Die US-Außenpolitik nach Boltons Rauswurf: Nun hängt es allein an Trumps Launen

Kriegstreiber Bolton berät nicht mehr den US-Präsidenten. Kein Grund für Erleichterung, denn nun wird die Außenpolitik noch unberechenbarer. Eine Analyse.

Dass die Karriere des amerikanischen Hardliners John Bolton an diesem Dienstag aller Voraussicht nach zu Ende gegangen ist, ist aus europäischer Sicht keine Tragödie. Von internationaler Diplomatie hielt der 70-Jährige nicht viel, die Vereinten Nationen empfand er als schwach und einflusslos, die Europäer als naiv und verweichlicht.

Allzu verbissen drängte er nicht erst als Nationaler Sicherheitsberater von US-Präsident Donald Trump auf Regimewechsel – sei es einst im Irak oder derzeit im Iran und in Nordkorea. Dass sein Chef sich mit dem Diktator aus Pjöngjang zum Handschlag an der innerkoreanischen Grenze traf, lehnte er genauso ab wie jetzt den Plan von Trump, die Taliban nach Camp David einzuladen.

Kriege sind für ihn tatsächlich noch ein Mittel der Politik, ein Instrument, um amerikanische Interessen durchzusetzen, die Interessen der einzigen verbliebenen Supermacht. Vor allem in diesem letzten Punkt ist Donald Trump anderer Ansicht. Und hatte jetzt genug von Boltons Kriegstreiberei.

Der Präsident, der sich einst selbst krankschreiben ließ, um dem Vietnam-Krieg zu entgehen, hegt zwar eine große Bewunderung für alles Militärische. Aber der Geschäftsmann in ihm weiß, dass Militäreinsätze derzeit bei vielen Amerikanern nicht hoch im Kurs stehen. Sie kosten vor allem viel Geld – Geld, das er lieber im Inland ausgeben würde. Für Infrastruktur zum Beispiel, nicht zuletzt für sein Prestigeprojekt, die Mauer an der Grenze zu Mexiko.

Die Rolle als Weltpolizist lehnen viele Amerikaner ab

Weit mehr Amerikaner als nur Trumps Wähler haben außerdem genug von den nicht enden wollenden Konflikten, aus denen ihr Land sich kaum mehr herauszulösen vermag. Von den Särgen, die aus den Einsatzgebieten zurückgeschickt werden, den vielen Kriegsversehrten, die sich so oft schwer tun, wieder in der Heimat anzukommen.

Die Rolle als Weltpolizist, die Interventionisten wie John Bolton noch immer vorschwebt, ist vielen Amerikanern 18 Jahre nach den Anschlägen auf New York und Washington und dem Beginn des "Krieges gegen den Terror" lästig. Sie finden, ihr Land habe genug getan, zu viele Opfer gebracht. Jetzt solle es sich mal um sich selbst kümmern. Gelobt, auch das ist eine Erkenntnis, werden die USA ja ohnehin selten, egal, was sie tun.

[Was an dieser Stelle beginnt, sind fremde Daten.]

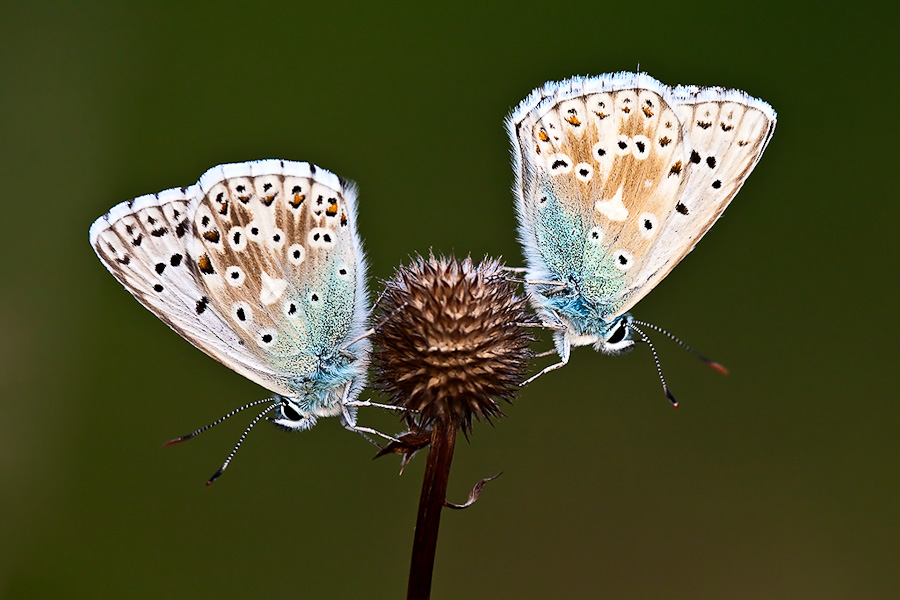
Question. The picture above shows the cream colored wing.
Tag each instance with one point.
(142, 242)
(258, 265)
(278, 256)
(725, 133)
(610, 191)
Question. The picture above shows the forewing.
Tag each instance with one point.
(619, 176)
(602, 160)
(725, 132)
(278, 255)
(143, 243)
(237, 266)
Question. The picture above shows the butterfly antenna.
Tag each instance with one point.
(718, 367)
(184, 438)
(658, 365)
(238, 445)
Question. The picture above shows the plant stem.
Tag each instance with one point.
(434, 493)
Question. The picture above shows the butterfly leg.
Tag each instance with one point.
(358, 403)
(349, 423)
(348, 418)
(563, 348)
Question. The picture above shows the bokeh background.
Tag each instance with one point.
(779, 481)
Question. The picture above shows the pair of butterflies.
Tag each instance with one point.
(260, 264)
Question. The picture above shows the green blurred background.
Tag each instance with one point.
(779, 481)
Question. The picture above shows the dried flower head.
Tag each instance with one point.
(450, 344)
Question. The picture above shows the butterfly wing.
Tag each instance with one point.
(250, 264)
(608, 189)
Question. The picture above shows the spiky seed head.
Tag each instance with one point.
(451, 344)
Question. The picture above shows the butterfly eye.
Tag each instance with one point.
(619, 333)
(289, 413)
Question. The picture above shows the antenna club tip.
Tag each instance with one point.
(718, 367)
(214, 477)
(671, 398)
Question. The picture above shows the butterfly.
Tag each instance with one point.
(617, 177)
(260, 266)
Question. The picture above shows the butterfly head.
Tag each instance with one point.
(291, 415)
(617, 337)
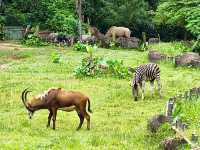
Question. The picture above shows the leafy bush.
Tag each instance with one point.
(56, 57)
(63, 23)
(2, 23)
(117, 68)
(80, 47)
(33, 40)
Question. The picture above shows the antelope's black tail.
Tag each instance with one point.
(89, 106)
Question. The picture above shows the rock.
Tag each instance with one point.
(186, 59)
(156, 56)
(156, 121)
(153, 40)
(195, 63)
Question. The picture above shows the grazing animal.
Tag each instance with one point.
(146, 72)
(118, 32)
(57, 98)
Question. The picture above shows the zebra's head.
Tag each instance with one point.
(135, 89)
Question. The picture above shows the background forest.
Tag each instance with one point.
(172, 19)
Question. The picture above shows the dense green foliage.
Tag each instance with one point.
(33, 40)
(56, 15)
(182, 13)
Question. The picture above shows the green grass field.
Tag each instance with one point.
(117, 122)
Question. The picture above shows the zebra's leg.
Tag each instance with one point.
(152, 87)
(159, 86)
(142, 86)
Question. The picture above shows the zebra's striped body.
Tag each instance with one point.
(146, 72)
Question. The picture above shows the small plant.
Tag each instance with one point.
(56, 57)
(89, 67)
(80, 47)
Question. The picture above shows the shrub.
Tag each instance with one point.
(80, 47)
(117, 69)
(89, 67)
(33, 40)
(56, 57)
(196, 46)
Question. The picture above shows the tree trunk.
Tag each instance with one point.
(185, 36)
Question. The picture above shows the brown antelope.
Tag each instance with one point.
(58, 99)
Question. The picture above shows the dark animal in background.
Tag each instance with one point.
(55, 99)
(52, 37)
(104, 41)
(147, 72)
(155, 122)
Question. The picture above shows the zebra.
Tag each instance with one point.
(146, 72)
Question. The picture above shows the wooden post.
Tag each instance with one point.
(144, 38)
(79, 11)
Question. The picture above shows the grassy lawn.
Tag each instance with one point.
(117, 121)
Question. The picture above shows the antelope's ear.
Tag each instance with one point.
(52, 93)
(132, 70)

Dieser durchaus verständliche isolationistische Reflex ist in der amerikanischen Geschichte nicht neu – und immer noch sehr gefährlich. Denn das Vakuum, das die Vereinigten Staaten hinterlassen, wird von anderen, weniger demokratisch geprägten Staaten gefüllt werden. Von Russland zum Beispiel, wie es sich in Syrien schon eine Weile beobachten lässt. Oder von China, das seinen Einfluss ohne Rücksicht auf Verluste ausdehnen will.

Trump will mindestens einen Großkonflikt lösen

Dazu kommt ein erratischer und narzisstischer US-Präsident, dem viele unterstellen, in irgendeinem – und egal welchem – Großkonflikt einen Durchbruch erzielen zu wollen, nur um sich als größter Dealmaker aller Zeiten feiern lassen zu können. Größer als der ihm verhasste, weil so viel beliebtere Vorgänger Barack Obama. Und am besten gleich mit einem Friedensnobelpreis belohnt.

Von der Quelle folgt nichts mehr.